Coconut milk sneaked in here too… A small cup of chè bột báng (tapioca chè) from Lee’s Sandwiches. The big pink and green balls have mung bean paste inside, the little ones are your usual tapioca marbles in bubble tea (only slightly bigger and not dark brown). There is no sticky rice, but there is a teaspoon of pan-dried sesame seeds atop. Chewy and sweet is the main theme che bot bang shoots for. It’s pretty light.


Che is a vegan snack. Sticky rice, bean and coconut are about the main ingredients in any kind, some have fruits or roots, but eggs and milk stay out of this business.
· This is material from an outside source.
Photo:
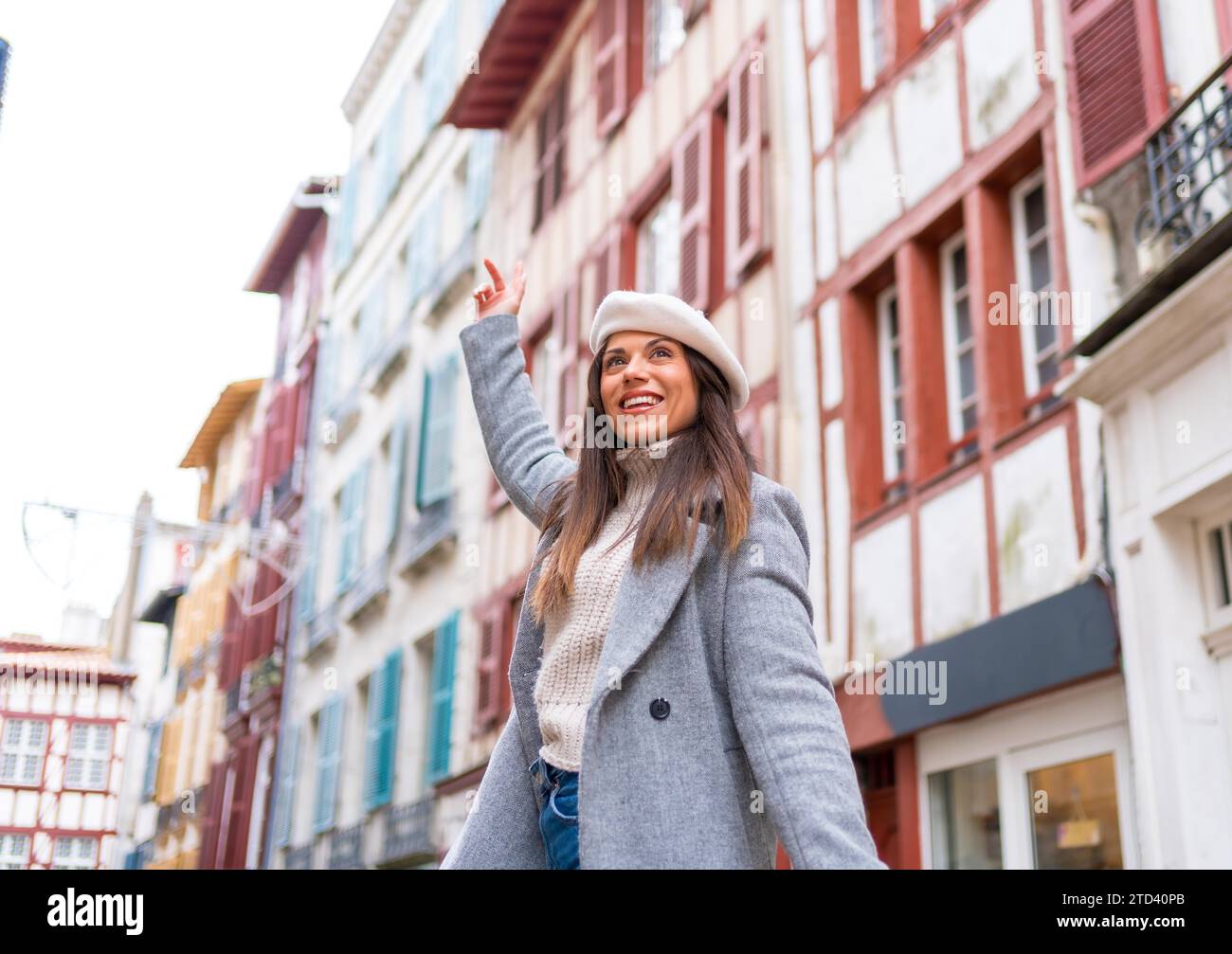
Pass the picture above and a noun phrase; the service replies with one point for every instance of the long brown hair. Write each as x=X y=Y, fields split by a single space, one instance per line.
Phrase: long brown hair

So how many variations of che do you think there are? Quite a few, actually. Chè bắp (corn), chè bột báng (tapioca), chè bột khoai, chè củ năng (water chesnut), chè củ mài (a kind of yam), chè chuối (banana), chè đậu xanh (mung bean), chè đậu đen (black bean), chè đậu đỏ (azuki bean), chè đậu trắng (black eyed pea), chè hạt sen (lotus seed), hạt mít (jack fruit seed), chè hạnh nhân (chesnut), chè nhãn (longan), chè khoai lang (sweet potato), khoai môn (taro), khoai mì (cassava root)…, and many others I haven’t tried. Are there similar desserts in other countries? I don’t know, but certainly not in the US, where people say ew to soy milk (and not to raw clams). Kim Son, quite to my disappointment, has stopped serving che dau trang for some while, but still has chè trôi nước, another familiar dessert of the Vietnamese, especially in the North, where some call it bánh trôi, as it’s a ball floating in sugar liquid. Such simple name is made simpler, pronunciatively, by the Southerner, when they turn it into chè xôi nước: xôi – sweet sticky rice (the coat of the ball is indeed made of sticky rice flour), in nước – (sugar) water. The stuffing is, surprise surprise, Mung Bean Paste. Sweet outside, mild and nutty inside. A beast to work your jaw. Doesn’t it remind you of banh it? Sprinkle some sesame seeds and spoon in coconut milk for a homey taste of the countryside.

Off to a well-seasoned new year, everyone! 🙂

Banh mi ba chi pate

October 05, 2008 By: Mai Truong Category: Houston, One shot, sandwiches, Texas, Vietnamese

Lee’s sandwiches has different kinds of banh mi on their menu, and although I’m a stingy about chances to try out varieties (after finding out my favorite, of course), my mom often surprises me by how open-minded she is on a few things. For example, despite my usual fondness of banh mi thit nuong, this time she got me an extra: banh mi ba chi pate, the new and only item on Lee’s menu that has pate in it. I’m not sure if I would even have seen that on the menu myself. “Ba chỉ” literally means “three threads,” which I loosely understand as three layers, because there’s one really thin layer of skin, then there’s fat and meat. That’s right, sometimes words reflect great imagination of whoever made up the word originally. Just to confuse you, this type of meat is also called “ba rọi” in the south, and I have no clue what a “rọi” is, maybe a mispronunciation of “loại” – “type”? I digress. The meat is so thinly sliced that skin and fat can almost go unnoticed in your mouth. My gut instinct (well… not quite, just something I feel like I know but can’t remember from where or how I knew) tells me that the fatty pork is smoked Update: the pork is cured, but I don’t know if that explains the almost-too-attractive-to-be-natural red colour, which reddened the edge of the baguette as well. What is a banh mi with lipstick? Should you vote for it? Anyhow, I could taste little pate in there, and it would take a lot more pate to overpower the sour bickering of the shiny red slices. My loyalty with good ol’ grilled pork banh mi remains.